Wednesday, 1 December 2021

Transparency for preprints: handling withdrawals and removals

Part of the appeal of preprints is the ability to post new versions, allowing researchers to continuously improve their manuscript and correct it if needed. However, in some cases the data or its interpretation presented in the preprint may be proven incorrect with time. In such cases the authors may wish to withdraw or remove the preprint, rather than posting another version. There could also be instances where preprints are removed for legal reasons, due to authorship disputes, or even as a result of erroneous posting. 

Currently, there are several different ways in which preprint platforms handle such scenarios.

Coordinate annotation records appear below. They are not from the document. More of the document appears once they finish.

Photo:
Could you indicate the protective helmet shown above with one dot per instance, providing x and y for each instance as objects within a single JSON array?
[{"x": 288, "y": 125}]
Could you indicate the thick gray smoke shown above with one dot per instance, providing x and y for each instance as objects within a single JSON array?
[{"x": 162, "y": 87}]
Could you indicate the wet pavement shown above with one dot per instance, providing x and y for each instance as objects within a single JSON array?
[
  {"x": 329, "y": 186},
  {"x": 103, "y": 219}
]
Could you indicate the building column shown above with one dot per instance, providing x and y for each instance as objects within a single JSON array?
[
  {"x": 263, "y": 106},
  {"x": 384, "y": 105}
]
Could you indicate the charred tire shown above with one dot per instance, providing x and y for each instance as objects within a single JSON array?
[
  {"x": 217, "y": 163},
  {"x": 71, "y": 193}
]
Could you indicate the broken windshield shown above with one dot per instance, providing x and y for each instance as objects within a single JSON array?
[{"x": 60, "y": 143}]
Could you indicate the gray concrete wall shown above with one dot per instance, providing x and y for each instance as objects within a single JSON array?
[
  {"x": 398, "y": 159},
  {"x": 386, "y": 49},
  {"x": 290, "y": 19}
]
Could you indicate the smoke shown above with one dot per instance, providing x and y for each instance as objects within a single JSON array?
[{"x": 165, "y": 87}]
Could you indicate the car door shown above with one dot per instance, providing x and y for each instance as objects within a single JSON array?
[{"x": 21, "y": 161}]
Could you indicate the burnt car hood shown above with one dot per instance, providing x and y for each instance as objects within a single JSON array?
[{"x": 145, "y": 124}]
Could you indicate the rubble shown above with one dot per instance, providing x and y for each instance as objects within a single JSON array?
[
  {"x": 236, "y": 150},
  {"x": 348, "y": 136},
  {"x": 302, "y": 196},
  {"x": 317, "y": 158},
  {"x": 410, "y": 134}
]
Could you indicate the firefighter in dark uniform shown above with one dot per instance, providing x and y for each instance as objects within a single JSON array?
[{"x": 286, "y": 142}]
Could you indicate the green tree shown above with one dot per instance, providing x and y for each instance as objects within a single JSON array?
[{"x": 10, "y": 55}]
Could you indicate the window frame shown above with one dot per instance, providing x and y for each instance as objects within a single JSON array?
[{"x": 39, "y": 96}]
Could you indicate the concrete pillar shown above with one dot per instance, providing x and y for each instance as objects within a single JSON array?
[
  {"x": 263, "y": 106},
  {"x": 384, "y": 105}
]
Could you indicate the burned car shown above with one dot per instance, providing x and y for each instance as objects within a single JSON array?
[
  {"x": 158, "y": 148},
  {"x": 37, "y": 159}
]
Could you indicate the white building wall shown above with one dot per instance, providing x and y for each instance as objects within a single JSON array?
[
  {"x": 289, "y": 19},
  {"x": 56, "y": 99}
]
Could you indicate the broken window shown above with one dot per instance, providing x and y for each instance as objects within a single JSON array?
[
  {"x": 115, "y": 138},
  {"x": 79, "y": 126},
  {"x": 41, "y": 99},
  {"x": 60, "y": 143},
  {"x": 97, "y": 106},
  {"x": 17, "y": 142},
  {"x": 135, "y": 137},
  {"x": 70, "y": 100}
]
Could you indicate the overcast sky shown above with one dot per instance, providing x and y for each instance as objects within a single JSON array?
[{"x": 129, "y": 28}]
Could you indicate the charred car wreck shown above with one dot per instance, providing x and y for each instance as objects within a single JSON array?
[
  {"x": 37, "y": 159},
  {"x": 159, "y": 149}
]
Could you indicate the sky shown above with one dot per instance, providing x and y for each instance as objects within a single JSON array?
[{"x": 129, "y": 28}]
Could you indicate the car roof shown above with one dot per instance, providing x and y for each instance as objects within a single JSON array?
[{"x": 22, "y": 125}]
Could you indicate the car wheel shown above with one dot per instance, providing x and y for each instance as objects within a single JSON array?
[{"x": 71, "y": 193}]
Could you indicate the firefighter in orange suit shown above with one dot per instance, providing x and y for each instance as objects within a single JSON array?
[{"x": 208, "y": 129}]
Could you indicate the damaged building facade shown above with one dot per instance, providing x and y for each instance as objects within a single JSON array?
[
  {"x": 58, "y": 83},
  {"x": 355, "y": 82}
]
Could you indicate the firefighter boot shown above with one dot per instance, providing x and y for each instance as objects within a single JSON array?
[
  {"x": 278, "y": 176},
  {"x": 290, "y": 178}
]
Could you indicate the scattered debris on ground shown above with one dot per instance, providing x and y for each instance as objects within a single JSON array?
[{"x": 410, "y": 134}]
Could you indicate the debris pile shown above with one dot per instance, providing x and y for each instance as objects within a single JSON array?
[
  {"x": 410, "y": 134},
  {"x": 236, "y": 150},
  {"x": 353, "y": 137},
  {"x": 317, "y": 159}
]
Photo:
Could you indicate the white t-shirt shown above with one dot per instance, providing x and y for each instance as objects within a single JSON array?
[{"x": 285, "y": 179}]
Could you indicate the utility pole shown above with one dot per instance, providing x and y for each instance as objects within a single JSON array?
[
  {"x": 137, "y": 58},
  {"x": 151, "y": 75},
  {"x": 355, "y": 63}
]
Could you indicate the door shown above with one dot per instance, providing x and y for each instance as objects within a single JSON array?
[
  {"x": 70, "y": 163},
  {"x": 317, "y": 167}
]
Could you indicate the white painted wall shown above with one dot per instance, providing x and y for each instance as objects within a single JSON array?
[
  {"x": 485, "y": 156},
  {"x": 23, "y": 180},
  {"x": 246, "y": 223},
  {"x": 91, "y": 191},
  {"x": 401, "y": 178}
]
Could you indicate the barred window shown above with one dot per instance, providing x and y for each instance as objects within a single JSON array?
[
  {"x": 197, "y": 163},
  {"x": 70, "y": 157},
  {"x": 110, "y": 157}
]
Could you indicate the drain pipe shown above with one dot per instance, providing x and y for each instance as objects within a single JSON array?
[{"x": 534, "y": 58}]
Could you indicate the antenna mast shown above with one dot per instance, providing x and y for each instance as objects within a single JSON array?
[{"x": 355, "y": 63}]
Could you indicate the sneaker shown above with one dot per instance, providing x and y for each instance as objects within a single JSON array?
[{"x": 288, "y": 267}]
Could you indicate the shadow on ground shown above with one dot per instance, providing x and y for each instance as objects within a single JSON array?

In the case of a withdrawal the preprint itself is often still accessible, but it is supplemented with a new version containing a withdrawal notice, which explains that the preprint should not be considered part of the scientific record. This is akin to retractions for peer reviewed journal articles. On the other hand, in the case of a removal all preprint versions are removed and the content is no longer accessible, in some cases with a removal notice replacing the preprint itself. You can see the list of different withdrawal/removal policies in the ASAPbio Preprint Server Directory.

For an archive, such as Europe PMC, it is crucial to follow best practices for handling preprint metadata to enable transparency and build trust in preprints. As a proof-of-concept we now provide a way to search and display withdrawn and removed preprints with appropriate labels for the COVID-19 full text preprint subset. We identify preprint withdrawal or removal notices based on document length (notices are often just a single sentence long) using the Europe PMC plus submission system. Those records are then flagged, manually checked and tagged with the appropriate withdrawal or removal article-type [Hamelers A, Parkin M. A full text collection of COVID-19 preprints in Europe PMC using JATS XML].

Withdrawn and removed COVID-19 full text preprints in Europe PMC can be found using PUB_TYPE:"preprint-withdrawal" and PUB_TYPE:"preprint-removal" searches, respectively. Information about preprint withdrawals and removals can also be obtained programmatically, with an option to retrieve preprint status changes via the new status update search module of the Europe PMC Articles API. 

A screenshot of search results for PUB_TYPE:"preprint-withdrawal" demonstrates that, to date, there are 34 full text COVID-19 related preprints in Europe PMC that have been withdrawn from the corresponding preprint platform.

Such records are clearly labeled on the preprint page with a link back to the preprint server for more information. 

Examples of a withdrawn (left) and removed (right) full-text COVID-19 preprint record in Europe PMC.

A notice is also displayed on earlier versions, with the exception of preprints from servers that use a single DOI for all versions and overwrite the metadata (e.g. medRxiv and bioRxiv). In such cases a withdrawal notice replaces the preprint record.

Example of the notification for an earlier version of a full-text COVID-19 preprint in Europe PMC, where a later version is a withdrawal notice.

While the permanence of preprint records is important to support the legitimacy of preprints as scholarly outputs, in some cases preprints are removed entirely, with the preprint URL leading to a 404 page without a notification present. In such cases, removed preprints are deleted from Europe PMC as well.

Ideally, all withdrawn or removed preprints in Europe PMC, including those that we do not have the full text for, should be clearly identified, stating the reason for the withdrawal. However, currently there is no straightforward way to retrieve this information for preprints posted on different platforms. We rely on manual analysis of the flagged preprint full text to discover that it contains a removal or withdrawal notice, with a follow-up manual check on the preprint server. In the future, we hope that preprint servers will share the withdrawal/removal status in a machine readable format, potentially through a single service, such as Crossref, which would allow us and other providers to automate updates to the preprint record.